Shall we use getArithmeticInstrCost(ADD) instead of TCC_Basic?

1080

Same question, cost of int add instead of basic?

luke added inline comments.May 17 2023, 6:37 AM
llvm/include/llvm/Analysis/TargetTransformInfoImpl.h
1080

I agree we should use getArithmeticInstrCost here, but I have some ideas about adding a new target hook to control this and was wondering if I could defer it to that patch?
On RISC-V if Scale != 1 then we will need an extra mul instruction, as opposed to aarch64 which can perform both an add and multiply in one. I think this would make sense to expose the address calculation cost as a hook since it's target dependent, and we already have all the information available here to pass onto TTI.

ABataev added inline comments.May 17 2023, 7:26 AM
llvm/include/llvm/Analysis/TargetTransformInfoImpl.h
1080

Add FIXME/TODOs here then

luke updated this revision to Diff 523338.May 18 2023, 4:27 AM
luke marked 2 inline comments as done.

Add TODO about modelling with arithmetic instr

luke marked 2 inline comments as done.May 18 2023, 4:28 AM
ABataev added inline comments.May 18 2023, 5:51 AM
llvm/include/llvm/Analysis/TargetTransformInfoImpl.h
1018

return BaseGV ? TTI::TCC_Basic : TTI::TCC_Free;

nikic added inline comments.May 28 2023, 12:23 PM
llvm/include/llvm/Analysis/TargetTransformInfo.h
293

to determine

296

stray "which"?

309

ArrayRef should suffice?

llvm/include/llvm/Analysis/TargetTransformInfoImpl.h
1018

Why is the BaseGV case not free as well?

llvm/lib/Transforms/Scalar/LICM.cpp
1346–1354 ↗(On Diff #522223)

It's okay, but you should drop the extra loop below. It's purpose is to essentially do the check you're doing here, just in a very crude way.

luke updated this revision to Diff 533228.Jun 21 2023, 5:58 AM
luke marked 2 inline comments as done.

Rebase and address review comments

luke marked 2 inline comments as done.Jun 21 2023, 6:06 AM

@nikic @ABataev thanks for the review, and sorry for the long delay here. I've rebased this and have run some benchmarks now that SLP is enabled by default for RISC-V.
I'm still seeing a reduction in the number of small unprofitable VFs on RISC-V with this patch, and it also seems to make a few more VF=8s profitable.
As a rough overview, here's the number vsetivlis on the benchmark before:

vsetivli : 467 total
1: 26
2: 247
3: 2
4: 169
5: 1
6: 0
7: 1
8: 17

And after:

vsetivli : 454 total
1: 24
2: 235
3: 2
4: 168
5: 1
6: 0
7: 1
8: 19
llvm/include/llvm/Analysis/TargetTransformInfoImpl.h
1018

This is just to match the behaviour of the previous if (Operands.empty()) check. I'll refactor this so that they share this logic

A macro comment on the approach here. I think you're trying to do too much in a single change, and that makes it very hard to review.
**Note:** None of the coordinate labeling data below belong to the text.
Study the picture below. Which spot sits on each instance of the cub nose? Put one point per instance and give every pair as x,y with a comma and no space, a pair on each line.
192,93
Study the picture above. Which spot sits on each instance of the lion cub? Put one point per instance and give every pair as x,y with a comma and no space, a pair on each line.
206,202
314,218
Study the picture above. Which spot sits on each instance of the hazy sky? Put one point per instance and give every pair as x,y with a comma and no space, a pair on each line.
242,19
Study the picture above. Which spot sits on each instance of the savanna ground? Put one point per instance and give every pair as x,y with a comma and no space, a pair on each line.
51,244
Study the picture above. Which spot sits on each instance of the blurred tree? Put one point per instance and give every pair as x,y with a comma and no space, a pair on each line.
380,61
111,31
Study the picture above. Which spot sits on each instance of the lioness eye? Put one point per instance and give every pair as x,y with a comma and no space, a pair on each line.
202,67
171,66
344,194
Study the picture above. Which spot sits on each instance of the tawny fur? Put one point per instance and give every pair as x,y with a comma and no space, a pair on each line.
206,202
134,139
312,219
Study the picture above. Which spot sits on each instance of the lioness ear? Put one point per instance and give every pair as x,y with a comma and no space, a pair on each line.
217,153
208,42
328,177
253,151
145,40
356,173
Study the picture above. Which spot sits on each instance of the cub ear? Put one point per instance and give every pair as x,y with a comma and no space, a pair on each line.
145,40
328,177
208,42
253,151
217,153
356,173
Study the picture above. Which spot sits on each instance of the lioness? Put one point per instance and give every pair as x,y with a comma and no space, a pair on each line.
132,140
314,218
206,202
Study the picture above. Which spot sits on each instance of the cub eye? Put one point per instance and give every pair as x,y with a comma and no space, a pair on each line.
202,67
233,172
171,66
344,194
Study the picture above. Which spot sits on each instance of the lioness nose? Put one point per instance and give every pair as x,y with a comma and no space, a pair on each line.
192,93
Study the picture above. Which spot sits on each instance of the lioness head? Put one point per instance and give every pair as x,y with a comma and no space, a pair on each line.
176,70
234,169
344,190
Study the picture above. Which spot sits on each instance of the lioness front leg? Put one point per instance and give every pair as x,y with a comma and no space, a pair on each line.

I would advise doing the following:

  • Remove the array of users API. Instead, pass a single optional access type.
  • In TTIImpl, get the access type of the *sole user*. If there isn't a sole user, *do not pass one*.
  • As a first step, use the access type in the legal addressing mode if available, and *otherwise the pointee type*. This is slightly wrong, but is wrong in the "it's very close to what we used to do" kinda of way which will reduce test deltas significantly. You can change this behavior in a follow up change if profitable.
  • Add tests *via cost model* which demonstrate the change above. You should be able to (on RISCV) demonstrate the difference between access type of vector vs scalar.
  • All of the other changes in this review - i.e. everything in lib/Transform - should be independent changes structured after the above.
luke updated this revision to Diff 533642.Jun 22 2023, 9:09 AM
  • Make AccessType just a single pointer
  • Isolate changes to just cost model for now: will follow up with SLP and other users later
  • Preserve original behaviour if accesstype isn't passed
luke added a comment.Jun 22 2023, 9:11 AM

A macro comment on the approach here. I think you're trying to do too much in a single change, and that makes it very hard to review.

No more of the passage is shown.